Over 100 Bushfires Raging Across Queensland As Conditions Worsen
Queensland remains in the grip of a bushfire crisis that has been forcing communities to flee, and there is little relief in sight with five more days of intense weather ahead.
Despite the danger, no lives have been lost and most of the 10,000 evacuees from Wednesday were allowed home on Thursday.
Conditions have eased but 132 fires were burning across the state by early evening on Thursday with firefighters most concerned by three.
Premier Annastacia Palaszczuk said there was still an enormous task ahead to contain the blazes that have been difficult to predict due the heatwave and winds.
"This is a huge job with five more days of intense weather," she told reporters.
Queensland Fire and Emergency Services inspector Garry McCormack said the first of the three fires of most concern on Thursday evening was one near the tiny Fraser Coast community of Tinnanbar, which has been cut off.
"We are holding that fire at the moment and we are very confident we will protect that community," he said.
More than 250km up the coast, the monster Deepwater fire at the epicentre of the crisis is still actively burning and will be fought on two fronts from Thursday night.
If it breaches Baffle Creek it could impact on the community of Winfield to the south, so they have been warned the safest place to be is elsewhere.
Residents have been told to leave Captain Creek, not far from Baffle Creek where fires have been burning for almost a week.
Communities in the Rockhampton area such as Stanwell and Kabra, The Caves, and Broken River, east of Rockhampton, which has been ringed by fire for days, were also told to leave.
Ms Palaszczuk flew to the fire zone on Thursday and ironically had not long left Kabra when an alert was issued for residents to leave.
At least one home was destroyed at Kabra on Wednesday, while 8,000 people were told to leave nearby Gracemere.
"We have just come back from Rockhampton and Kabra and Gracemere.
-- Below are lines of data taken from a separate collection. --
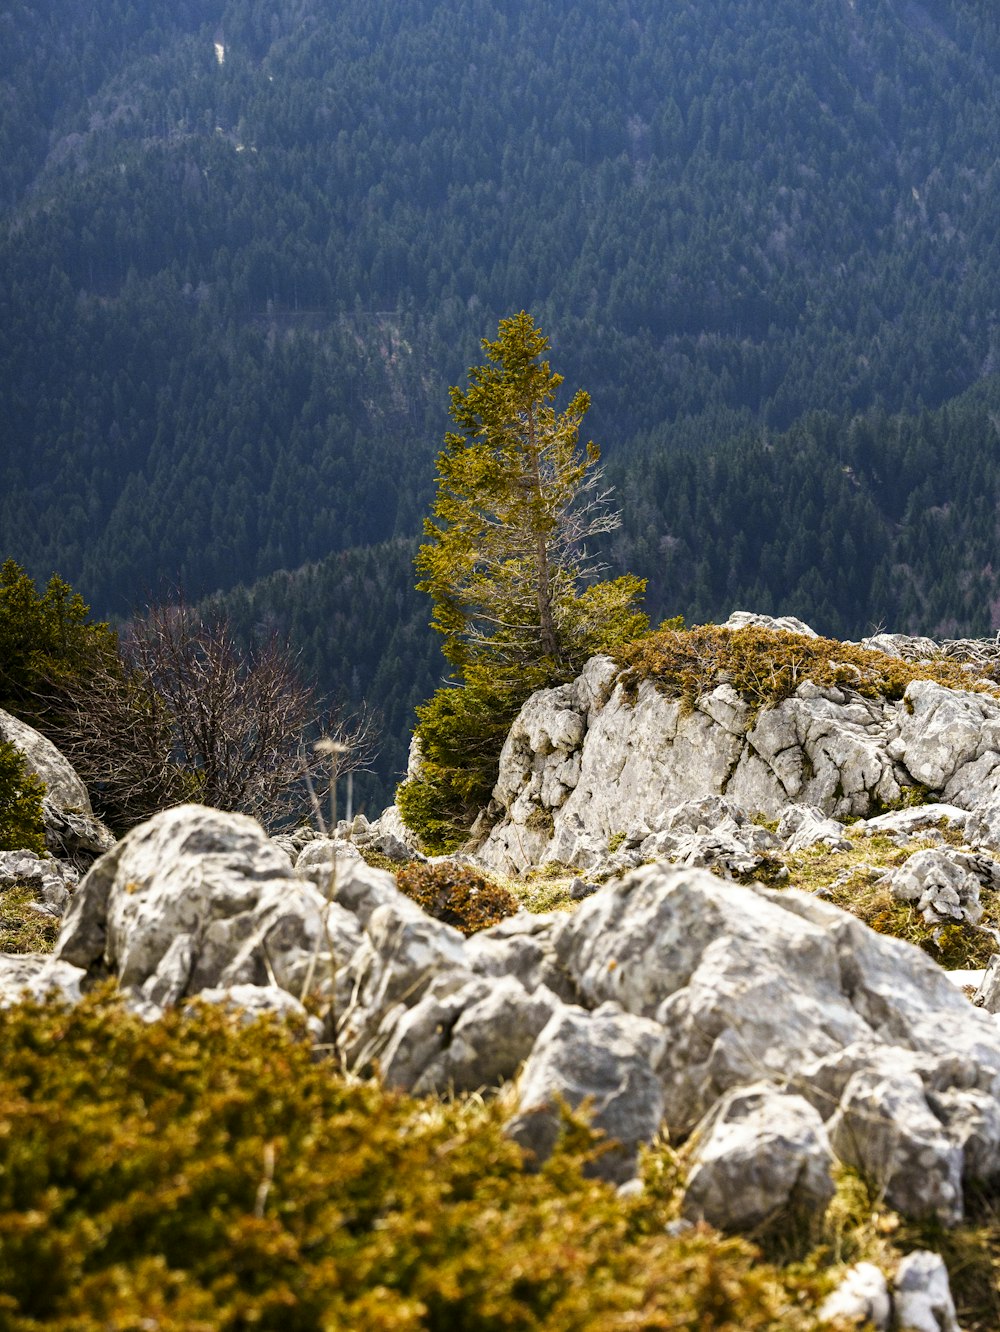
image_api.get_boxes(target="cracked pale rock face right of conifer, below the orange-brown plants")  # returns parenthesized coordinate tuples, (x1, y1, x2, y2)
(475, 617, 1000, 874)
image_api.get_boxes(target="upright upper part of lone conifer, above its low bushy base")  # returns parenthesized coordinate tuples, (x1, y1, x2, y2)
(417, 310, 644, 679)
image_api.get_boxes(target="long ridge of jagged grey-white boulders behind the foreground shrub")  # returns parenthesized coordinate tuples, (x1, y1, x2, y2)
(0, 806, 1000, 1228)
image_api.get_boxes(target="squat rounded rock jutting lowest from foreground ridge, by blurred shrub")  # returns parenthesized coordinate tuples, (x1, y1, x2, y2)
(683, 1083, 834, 1231)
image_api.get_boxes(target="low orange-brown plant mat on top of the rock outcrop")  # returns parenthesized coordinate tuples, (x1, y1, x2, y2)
(617, 625, 1000, 709)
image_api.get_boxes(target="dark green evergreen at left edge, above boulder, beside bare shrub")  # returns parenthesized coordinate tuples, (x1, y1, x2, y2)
(0, 559, 116, 729)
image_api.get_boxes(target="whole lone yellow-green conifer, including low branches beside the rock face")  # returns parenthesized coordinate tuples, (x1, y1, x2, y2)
(397, 310, 647, 850)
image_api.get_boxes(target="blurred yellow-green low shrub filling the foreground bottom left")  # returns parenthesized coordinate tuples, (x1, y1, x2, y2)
(0, 992, 818, 1332)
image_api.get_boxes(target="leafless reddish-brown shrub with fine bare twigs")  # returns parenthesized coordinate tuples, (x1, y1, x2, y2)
(60, 605, 373, 830)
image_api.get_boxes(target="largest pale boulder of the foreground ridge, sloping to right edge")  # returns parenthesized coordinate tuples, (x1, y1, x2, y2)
(540, 866, 1000, 1223)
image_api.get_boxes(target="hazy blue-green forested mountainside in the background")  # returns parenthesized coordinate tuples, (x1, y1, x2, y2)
(0, 0, 1000, 799)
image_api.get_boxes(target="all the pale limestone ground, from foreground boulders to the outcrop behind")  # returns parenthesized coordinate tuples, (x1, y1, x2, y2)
(0, 626, 1000, 1329)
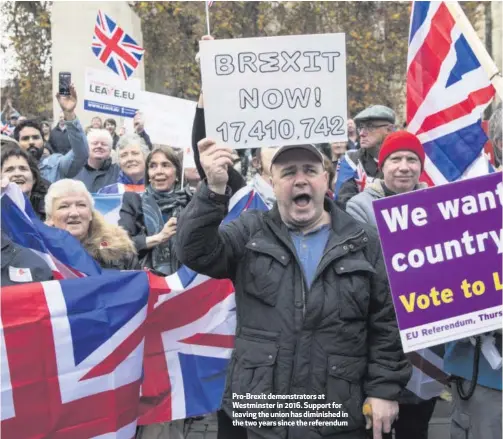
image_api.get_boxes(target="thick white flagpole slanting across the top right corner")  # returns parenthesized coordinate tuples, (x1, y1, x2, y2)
(444, 1, 503, 99)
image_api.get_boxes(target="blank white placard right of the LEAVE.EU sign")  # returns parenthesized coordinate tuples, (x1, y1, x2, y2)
(125, 92, 196, 148)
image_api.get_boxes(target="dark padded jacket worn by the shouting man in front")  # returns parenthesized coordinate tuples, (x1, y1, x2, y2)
(176, 184, 411, 439)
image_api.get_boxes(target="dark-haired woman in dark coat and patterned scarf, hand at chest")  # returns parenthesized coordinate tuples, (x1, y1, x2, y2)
(119, 146, 192, 276)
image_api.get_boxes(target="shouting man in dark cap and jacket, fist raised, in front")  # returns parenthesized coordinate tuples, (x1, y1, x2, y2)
(176, 139, 411, 439)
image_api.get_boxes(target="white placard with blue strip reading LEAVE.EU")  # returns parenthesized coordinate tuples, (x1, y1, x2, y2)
(84, 68, 141, 118)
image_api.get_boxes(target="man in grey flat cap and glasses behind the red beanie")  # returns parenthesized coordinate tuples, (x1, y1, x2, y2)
(335, 105, 396, 209)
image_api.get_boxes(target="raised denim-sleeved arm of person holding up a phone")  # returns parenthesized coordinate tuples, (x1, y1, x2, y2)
(56, 84, 89, 178)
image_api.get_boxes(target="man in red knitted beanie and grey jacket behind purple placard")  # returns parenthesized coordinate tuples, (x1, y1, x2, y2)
(346, 131, 436, 439)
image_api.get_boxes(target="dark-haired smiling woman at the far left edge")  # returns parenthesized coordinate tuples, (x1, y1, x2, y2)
(1, 145, 50, 221)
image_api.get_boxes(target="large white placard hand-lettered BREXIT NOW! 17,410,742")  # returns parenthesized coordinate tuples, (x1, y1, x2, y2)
(200, 34, 347, 149)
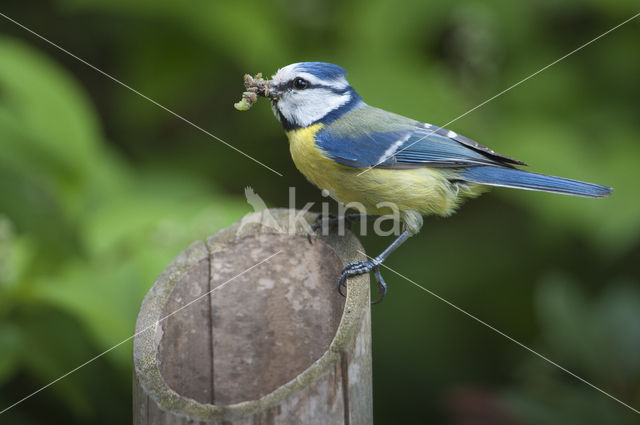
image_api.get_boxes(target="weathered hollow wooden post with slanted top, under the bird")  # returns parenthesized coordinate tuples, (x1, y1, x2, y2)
(133, 210, 373, 425)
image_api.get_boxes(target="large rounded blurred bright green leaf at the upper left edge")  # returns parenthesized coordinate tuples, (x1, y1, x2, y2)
(0, 38, 105, 212)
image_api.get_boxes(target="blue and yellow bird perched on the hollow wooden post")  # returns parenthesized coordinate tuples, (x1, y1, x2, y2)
(255, 62, 613, 302)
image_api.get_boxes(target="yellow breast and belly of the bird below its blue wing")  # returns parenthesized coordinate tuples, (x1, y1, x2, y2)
(287, 123, 482, 215)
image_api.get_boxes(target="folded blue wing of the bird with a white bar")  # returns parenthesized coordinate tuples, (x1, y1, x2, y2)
(316, 119, 525, 168)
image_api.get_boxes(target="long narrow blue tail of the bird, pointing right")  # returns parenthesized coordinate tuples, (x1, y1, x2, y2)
(462, 166, 613, 198)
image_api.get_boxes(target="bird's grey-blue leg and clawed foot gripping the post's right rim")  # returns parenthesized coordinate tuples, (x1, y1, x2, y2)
(338, 211, 422, 304)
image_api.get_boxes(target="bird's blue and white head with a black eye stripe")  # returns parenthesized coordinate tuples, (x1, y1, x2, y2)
(269, 62, 362, 130)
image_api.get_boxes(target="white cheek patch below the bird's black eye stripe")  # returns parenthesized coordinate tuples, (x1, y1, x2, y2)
(278, 89, 351, 127)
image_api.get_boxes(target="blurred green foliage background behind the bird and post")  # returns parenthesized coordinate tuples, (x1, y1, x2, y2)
(0, 0, 640, 424)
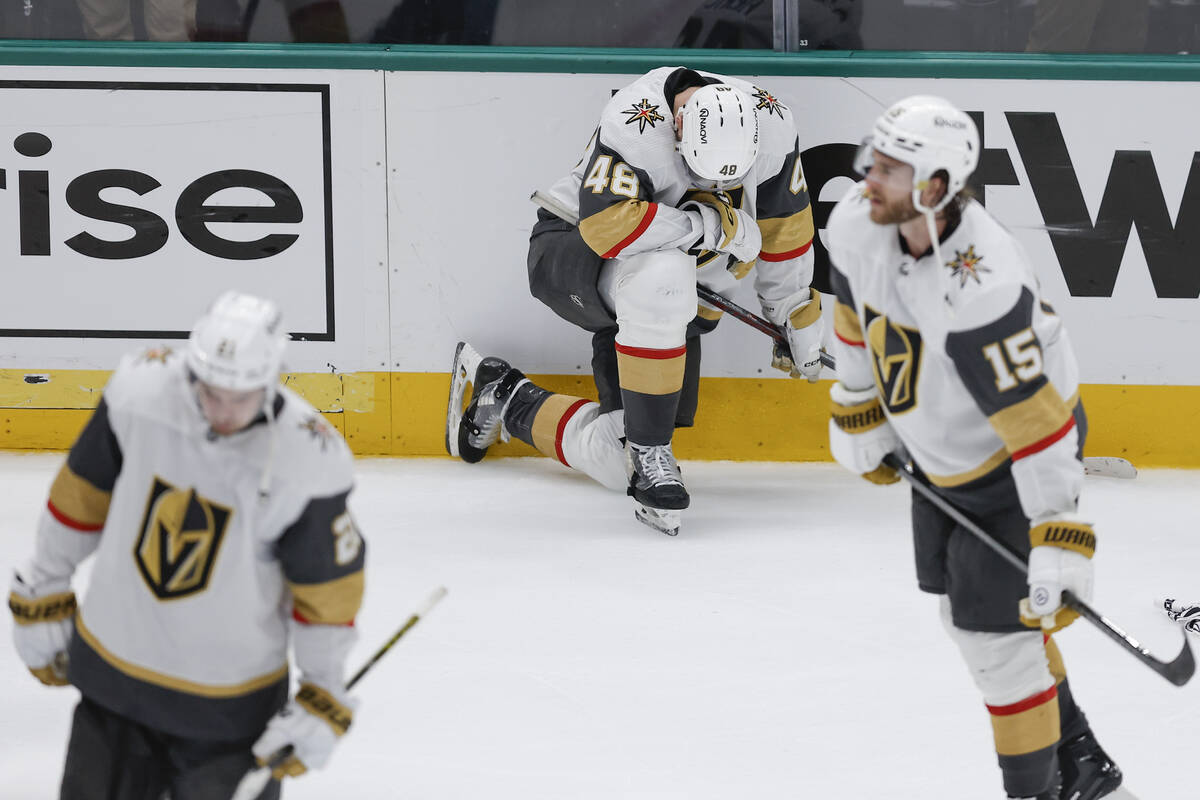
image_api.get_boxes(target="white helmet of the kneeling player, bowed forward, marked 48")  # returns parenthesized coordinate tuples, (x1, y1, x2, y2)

You don't understand what it is like until you are on the ground - the conditions are intense," she said.
The third worry for firefighters was a blaze in the south of the state at North Stradbroke Island, due to the risk of it affecting major infrastructure such as powerlines.
Queensland Fire and Emergency Services Commissioner Katarina Carroll said the damage officially tallied to date had been two houses,15 sheds, two cabins, a bus, an excavator destroyed, and with damage to 14 sheds, three cabins, 14 houses, three vehicles, a boat, a truck and a trailer.
Fifteen firefighters have suffered heat stress and fatigue.
Bureau of Meteorology state manager Bruce Gunn said there was no relief in sight.
"The fire danger was well below the catastrophic levels of Wednesday but it is still in the very high to severe range and that is serious enough to get fires going again and continue them on," he said.
"There is no significant rainfall expected to stop these fires so while we don't have the catastrophic conditions, the fires will continue until we can find another way or another to put them out."